Benchmarking and using AlphaFold 3 on Leonardo

Author: Leonardo Salicari (CINECA)

Introduction

All the results presented in this document use AlphaFold 3 (AF3, hereafter) version 3.0.1 [1] within a Singularity container, already provided on Leonardo through a module.

Given protein and/or nucleic acid sequences, AlphaFold 3 predicts their corresponding three-dimensional atomic structures. AF3 predictions can be divided into two stages. Following AF3 terminology, the first is the data pipeline, in which Multiple Sequence Alignments (MSAs) are compiled, template searches are performed, and other operations required to generate the model inputs are executed. The subsequent step is the inference pipeline, where these inputs are processed by the Machine Learning model to predict polypeptide or DNA/RNA structures.

From a performance perspective, the data pipeline represents the main bottleneck of the entire prediction workflow. The primary software used for biological sequence analysis is the HMMER suite [2] (jackhmmer and nhmmer), which presents several intrinsic limitations that will be discussed below.
Alternative software tools exist; however, it is not advised to replace the HMMER routines with other tools because this may reduce the correlation between AF3 model confidence and prediction accuracy, since AF3 weights were trained using HMMER-derived inputs [3].
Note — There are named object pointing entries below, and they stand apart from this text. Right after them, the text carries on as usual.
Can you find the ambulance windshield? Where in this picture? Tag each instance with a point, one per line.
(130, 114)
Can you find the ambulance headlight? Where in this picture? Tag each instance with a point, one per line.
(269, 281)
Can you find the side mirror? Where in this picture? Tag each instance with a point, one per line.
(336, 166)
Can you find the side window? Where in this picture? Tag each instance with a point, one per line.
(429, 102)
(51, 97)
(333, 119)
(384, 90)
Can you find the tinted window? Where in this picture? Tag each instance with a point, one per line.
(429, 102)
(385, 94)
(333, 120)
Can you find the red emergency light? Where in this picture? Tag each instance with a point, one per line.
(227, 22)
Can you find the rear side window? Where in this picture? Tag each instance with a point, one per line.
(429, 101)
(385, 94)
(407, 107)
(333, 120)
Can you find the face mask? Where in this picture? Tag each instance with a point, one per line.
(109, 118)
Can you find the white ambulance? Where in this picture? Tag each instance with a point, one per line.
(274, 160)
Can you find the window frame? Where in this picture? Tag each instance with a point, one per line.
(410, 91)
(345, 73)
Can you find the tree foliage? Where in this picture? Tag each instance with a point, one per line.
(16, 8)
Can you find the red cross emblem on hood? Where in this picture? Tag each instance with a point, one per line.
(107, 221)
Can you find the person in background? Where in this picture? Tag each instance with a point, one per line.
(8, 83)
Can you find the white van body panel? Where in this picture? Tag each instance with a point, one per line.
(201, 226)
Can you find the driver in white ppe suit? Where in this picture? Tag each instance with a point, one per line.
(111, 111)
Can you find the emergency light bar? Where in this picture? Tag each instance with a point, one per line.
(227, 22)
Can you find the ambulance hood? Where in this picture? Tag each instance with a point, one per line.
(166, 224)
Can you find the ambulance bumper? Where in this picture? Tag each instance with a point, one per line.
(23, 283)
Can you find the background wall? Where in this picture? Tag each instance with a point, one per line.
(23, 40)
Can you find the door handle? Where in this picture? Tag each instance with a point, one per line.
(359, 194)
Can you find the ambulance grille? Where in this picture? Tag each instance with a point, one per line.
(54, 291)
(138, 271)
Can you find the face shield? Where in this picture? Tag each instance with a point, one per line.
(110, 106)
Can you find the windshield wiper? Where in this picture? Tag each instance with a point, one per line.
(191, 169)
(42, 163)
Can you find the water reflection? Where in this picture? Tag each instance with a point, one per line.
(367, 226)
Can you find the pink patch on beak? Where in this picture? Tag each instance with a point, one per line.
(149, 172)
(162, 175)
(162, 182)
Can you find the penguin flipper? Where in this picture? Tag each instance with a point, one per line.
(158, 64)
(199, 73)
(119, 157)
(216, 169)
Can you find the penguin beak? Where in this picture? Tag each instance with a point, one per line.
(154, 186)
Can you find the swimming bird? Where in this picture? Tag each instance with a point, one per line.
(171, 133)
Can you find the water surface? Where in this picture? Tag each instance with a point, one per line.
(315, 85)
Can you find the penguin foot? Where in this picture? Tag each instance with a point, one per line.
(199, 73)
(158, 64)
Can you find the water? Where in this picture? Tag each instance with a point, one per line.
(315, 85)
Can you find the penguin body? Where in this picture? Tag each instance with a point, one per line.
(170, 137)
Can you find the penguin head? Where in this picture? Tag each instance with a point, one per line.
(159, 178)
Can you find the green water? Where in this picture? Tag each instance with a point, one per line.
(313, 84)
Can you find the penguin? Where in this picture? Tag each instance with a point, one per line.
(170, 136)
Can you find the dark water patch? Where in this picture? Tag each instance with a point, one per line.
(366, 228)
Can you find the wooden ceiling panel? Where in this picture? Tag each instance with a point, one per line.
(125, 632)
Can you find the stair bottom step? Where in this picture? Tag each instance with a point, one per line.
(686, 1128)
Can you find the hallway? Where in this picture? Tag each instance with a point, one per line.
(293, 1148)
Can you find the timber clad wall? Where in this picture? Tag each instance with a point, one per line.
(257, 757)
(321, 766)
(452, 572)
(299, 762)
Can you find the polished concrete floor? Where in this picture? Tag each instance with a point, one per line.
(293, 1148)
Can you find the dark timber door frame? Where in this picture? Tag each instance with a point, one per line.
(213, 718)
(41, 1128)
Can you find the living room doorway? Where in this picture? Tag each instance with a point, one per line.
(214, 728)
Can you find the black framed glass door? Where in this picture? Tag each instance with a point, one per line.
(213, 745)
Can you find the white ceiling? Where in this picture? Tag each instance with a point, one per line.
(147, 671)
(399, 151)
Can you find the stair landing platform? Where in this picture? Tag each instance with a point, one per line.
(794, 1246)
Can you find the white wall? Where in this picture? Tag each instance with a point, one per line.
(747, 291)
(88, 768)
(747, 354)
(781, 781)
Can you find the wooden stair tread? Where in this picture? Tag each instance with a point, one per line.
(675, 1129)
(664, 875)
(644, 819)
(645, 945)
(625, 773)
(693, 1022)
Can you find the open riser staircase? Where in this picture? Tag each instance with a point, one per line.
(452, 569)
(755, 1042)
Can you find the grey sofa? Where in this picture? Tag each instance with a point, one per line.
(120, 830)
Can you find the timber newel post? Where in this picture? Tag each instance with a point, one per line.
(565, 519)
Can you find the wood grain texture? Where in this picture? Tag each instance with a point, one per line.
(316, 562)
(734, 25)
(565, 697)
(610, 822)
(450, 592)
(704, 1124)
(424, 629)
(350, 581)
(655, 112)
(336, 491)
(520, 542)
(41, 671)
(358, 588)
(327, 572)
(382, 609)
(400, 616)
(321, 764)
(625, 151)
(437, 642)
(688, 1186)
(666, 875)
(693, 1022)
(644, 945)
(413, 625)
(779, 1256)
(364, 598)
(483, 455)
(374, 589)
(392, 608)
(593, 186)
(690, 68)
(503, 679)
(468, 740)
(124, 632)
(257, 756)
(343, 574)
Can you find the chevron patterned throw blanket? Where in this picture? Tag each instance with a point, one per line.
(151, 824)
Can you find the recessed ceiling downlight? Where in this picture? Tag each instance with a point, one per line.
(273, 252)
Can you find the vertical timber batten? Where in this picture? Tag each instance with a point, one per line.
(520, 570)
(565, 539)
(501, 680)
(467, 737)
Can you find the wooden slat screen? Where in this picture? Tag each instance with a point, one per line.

For this reason, the present document reports a set of benchmarks on the data pipeline and provides practical suggestions for efficiently exploiting HPC resources when running AF3 inference. In addition, further insights are presented for AF3 runs performed on the CINECA Leonardo cluster.

 

Data pipeline and Slurm flags

Performance improvements rely on the multi-threading implementation of the HMMER binaries. However, these implementations scale poorly beyond two cores per process, as shown below. MPI versions of both nhmmer and jackhmmer have been developed; however, preliminary tests on Leonardo show no improvements with respect to the shared-memory versions for large inputs.

When requesting resources from Slurm for a data pipeline, two flags must be set and carefully controlled.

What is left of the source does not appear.